A central issue for many older clients is preserving IRA assets from estate taxes. Michael T. Koenig, managing partner at FirsTrust in Daytona Beach, Florida, offers the following tips:
The IRA rules have changed in recent years, and broader opportunities have arisen which permit us to incorporate large IRAs into an estate plan in a more tax-efficient manner. Historically, since we have an unlimited estate tax deduction on qualified property that passes to a spouse, IRAs have most often been rolled over by the surviving spouse without receiving the benefit of the decedent’s estate tax exemption.
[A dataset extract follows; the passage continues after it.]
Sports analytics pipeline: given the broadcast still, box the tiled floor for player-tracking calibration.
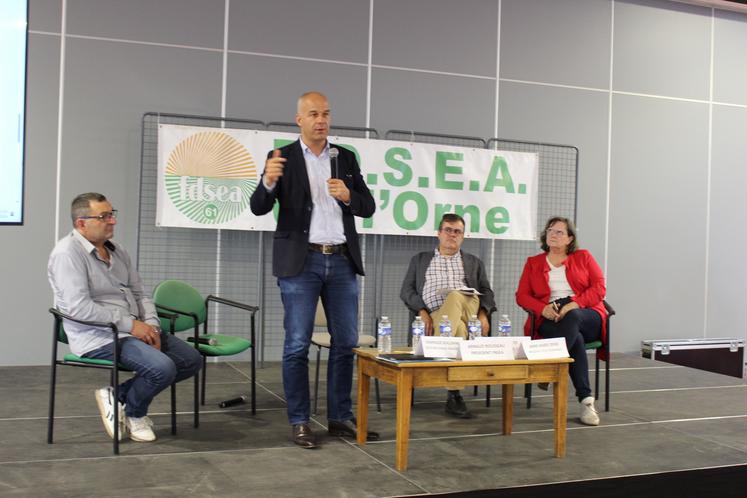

This eventually left the IRA exposed to estate taxes in the spouse’s estate. The rules changed a few years ago to permit a properly structured trust to serve as the “designated beneficiary” of an IRA in order to help mitigate this problem. But this solution is not absolute and can be accompanied by a variety of devastating tax downsides if, as many people have, they simply name their revocable living trust as the IRA beneficiary.
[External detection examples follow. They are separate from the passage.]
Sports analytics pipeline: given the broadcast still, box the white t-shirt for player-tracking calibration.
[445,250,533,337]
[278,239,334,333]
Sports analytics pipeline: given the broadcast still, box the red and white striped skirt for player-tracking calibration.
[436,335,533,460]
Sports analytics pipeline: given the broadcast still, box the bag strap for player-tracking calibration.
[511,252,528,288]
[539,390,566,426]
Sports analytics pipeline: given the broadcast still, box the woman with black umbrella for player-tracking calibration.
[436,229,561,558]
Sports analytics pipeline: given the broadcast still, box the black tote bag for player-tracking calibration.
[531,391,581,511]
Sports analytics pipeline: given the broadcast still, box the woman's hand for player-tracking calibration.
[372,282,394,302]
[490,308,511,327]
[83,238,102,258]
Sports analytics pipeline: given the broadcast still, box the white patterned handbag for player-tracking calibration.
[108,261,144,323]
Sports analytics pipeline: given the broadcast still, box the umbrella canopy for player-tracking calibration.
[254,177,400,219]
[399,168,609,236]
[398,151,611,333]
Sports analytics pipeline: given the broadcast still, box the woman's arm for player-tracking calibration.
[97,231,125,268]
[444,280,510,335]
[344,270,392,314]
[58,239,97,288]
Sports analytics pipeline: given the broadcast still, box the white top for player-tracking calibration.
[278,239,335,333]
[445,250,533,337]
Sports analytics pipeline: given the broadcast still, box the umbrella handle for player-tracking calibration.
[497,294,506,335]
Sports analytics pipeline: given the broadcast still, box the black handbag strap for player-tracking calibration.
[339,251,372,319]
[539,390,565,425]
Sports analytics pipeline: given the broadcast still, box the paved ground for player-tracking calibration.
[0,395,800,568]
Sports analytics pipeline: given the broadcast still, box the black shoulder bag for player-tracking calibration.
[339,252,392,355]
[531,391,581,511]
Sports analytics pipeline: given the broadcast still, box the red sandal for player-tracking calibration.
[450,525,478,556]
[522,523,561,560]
Another common mistake is to assume that all inherited property is tax-free. Income taxes may still be due on certain items that are taxed as Income in Respect of a Decedent (IRD), of which IRAs are the most typical. Statistics tell us that as much as 70% to 80% of an inherited IRA can be depleted by a combination of federal and/or state estate and income taxes–even after the application of the tax credit afforded under Code Section 691(c).
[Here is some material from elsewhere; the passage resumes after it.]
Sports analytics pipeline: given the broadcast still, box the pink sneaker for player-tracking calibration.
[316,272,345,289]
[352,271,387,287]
Since IRD assets receive no step-up in cost basis at the owner’s death, a federal estate tax is assessed on the entire IRA, even the portion that the beneficiaries will then hand over in federal and state income taxes.
The only thing worse than paying a tax is paying a tax on the money you pay taxes with.
Think about it: if you cashed in a $1 million IRA on the day before your death and paid 40% of it in income taxes, federal estate taxes would only be assessed on the remaining $600,000. But if you died owning the entire IRA, the entire $1 million would be subject to federal estate taxes before another 40% is lost to income taxes. It’s the worst of both worlds.